Into the Cool: Energy Flow, Thermodynamics, and Life
DOI: 10.1063/1.2195318
In a universe obedient to the second law of thermodynamics, how is it that life was able to arise, replicate itself faithfully, and ultimately produce organisms of ever greater complexity? That paradox, discussed by Erwin Schrödinger in his 1943 lecture series “What is Life? The Physical Aspect of the Living Cell,” appears in the first chapter of Into the Cool: Energy Flow, Thermodynamics, and Life by Eric D. Schneider and Dorion Sagan. From that starting point the authors launch into a well-researched and often fascinating discussion that covers an impressive range of subjects, including Maxwell’s demon (the gnome in James Clerk Maxwell’s thought experiment), weather patterns, natural selection, the maturity of ecosystems, and the purposefulness of life.
The disparate topics are linked by the book’s central thesis—that complex structures arise spontaneously to eliminate or reduce thermodynamic gradients because “nature abhors a gradient.” For instance, chapter 10 describes hurricane formation. What begins as a modest low-pressure system over the ocean, with vertical air currents, is amplified by positive feedback into a monster storm. Although potentially devastating, a hurricane serves a basic thermodynamic purpose: The massive movement of moist air to higher altitudes where condensation occurs greatly accelerates the transfer of heat from the warm waters of the ocean to the cool reaches of the atmosphere. In that way, the storm acts to reduce a temperature gradient and thus increases the entropy of its surroundings. A hurricane provides just one example in which a complex structure arises to counteract a thermodynamic gradient. Other instances discussed in the book include the hexagonal patterns of Bénard convection and counter-rotating Taylor vortices.
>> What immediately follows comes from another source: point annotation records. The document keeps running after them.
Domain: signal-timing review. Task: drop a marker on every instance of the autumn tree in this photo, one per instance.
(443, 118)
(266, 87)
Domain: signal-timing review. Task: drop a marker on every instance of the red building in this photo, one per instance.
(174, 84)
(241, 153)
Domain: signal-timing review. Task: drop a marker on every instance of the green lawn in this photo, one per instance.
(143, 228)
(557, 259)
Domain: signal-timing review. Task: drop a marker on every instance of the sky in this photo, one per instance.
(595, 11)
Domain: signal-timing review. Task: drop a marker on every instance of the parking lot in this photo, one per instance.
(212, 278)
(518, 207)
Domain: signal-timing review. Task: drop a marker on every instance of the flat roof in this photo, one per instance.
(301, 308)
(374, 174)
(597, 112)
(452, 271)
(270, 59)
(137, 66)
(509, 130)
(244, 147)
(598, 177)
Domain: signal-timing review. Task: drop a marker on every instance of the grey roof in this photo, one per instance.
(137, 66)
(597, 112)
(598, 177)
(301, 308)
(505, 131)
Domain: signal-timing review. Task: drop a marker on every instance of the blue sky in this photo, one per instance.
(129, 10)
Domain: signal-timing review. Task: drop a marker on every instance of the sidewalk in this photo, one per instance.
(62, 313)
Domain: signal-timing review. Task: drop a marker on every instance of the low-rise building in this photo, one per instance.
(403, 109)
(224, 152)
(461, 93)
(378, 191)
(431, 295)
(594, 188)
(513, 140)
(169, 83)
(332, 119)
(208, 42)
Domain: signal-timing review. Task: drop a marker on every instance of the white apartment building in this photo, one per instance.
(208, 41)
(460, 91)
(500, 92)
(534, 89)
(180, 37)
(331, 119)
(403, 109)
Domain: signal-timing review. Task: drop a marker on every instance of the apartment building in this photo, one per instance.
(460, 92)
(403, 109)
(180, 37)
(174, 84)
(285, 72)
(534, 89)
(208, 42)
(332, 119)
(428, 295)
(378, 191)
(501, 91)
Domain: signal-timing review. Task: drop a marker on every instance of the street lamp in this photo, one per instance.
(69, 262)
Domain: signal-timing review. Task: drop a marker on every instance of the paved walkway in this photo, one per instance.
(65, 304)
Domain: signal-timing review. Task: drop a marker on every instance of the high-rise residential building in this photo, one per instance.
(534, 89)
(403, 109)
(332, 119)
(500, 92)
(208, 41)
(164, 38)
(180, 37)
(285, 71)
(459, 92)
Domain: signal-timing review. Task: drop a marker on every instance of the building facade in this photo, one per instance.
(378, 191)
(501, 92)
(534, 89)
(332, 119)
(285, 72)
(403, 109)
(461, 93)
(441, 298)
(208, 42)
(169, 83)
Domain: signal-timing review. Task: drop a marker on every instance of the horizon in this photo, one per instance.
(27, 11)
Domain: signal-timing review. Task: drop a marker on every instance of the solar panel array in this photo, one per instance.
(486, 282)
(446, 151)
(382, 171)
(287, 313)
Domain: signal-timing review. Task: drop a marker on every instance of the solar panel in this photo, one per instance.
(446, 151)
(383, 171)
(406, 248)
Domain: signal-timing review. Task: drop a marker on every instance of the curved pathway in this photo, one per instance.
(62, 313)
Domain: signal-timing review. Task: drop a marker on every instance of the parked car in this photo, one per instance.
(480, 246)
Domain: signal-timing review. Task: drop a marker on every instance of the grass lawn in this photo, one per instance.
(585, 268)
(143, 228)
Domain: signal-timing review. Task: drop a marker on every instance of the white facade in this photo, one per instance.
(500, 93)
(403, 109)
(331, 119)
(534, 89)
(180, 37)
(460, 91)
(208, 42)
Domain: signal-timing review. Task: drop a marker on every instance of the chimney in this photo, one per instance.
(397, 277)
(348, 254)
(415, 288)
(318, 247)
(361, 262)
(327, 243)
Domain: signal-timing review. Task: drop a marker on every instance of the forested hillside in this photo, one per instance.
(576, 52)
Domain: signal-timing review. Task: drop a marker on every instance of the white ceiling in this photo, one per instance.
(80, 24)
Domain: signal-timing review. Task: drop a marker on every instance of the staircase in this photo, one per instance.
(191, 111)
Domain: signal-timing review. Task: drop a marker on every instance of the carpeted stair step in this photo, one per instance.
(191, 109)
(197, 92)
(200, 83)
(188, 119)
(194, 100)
With such examples under their belts, Schneider, formerly a senior scientist at the National Oceanic and Atmospheric Administration and director of the National Marine Water Quality Laboratory of the US Environmental Protection Agency, and Sagan, an accomplished science writer, move on to “the scientific meat” in the book’s third section, “The Living.” They argue that life itself, far from conflicting with the second law of thermodynamics, is the quintessential example of complexity reducing a gradient, specifically “the immense gradient between a 5,800 K sun and the 2.7 K temperature of outer space.” Toward the end of chapter 15, on plants, the authors note that some two-thirds of the radiation impinging on a tree is ultimately spent pumping water into the surrounding air (evapotranspiration) and conclude, unpoetically, that “a tree is best understood as a giant degrader of [solar] energy.”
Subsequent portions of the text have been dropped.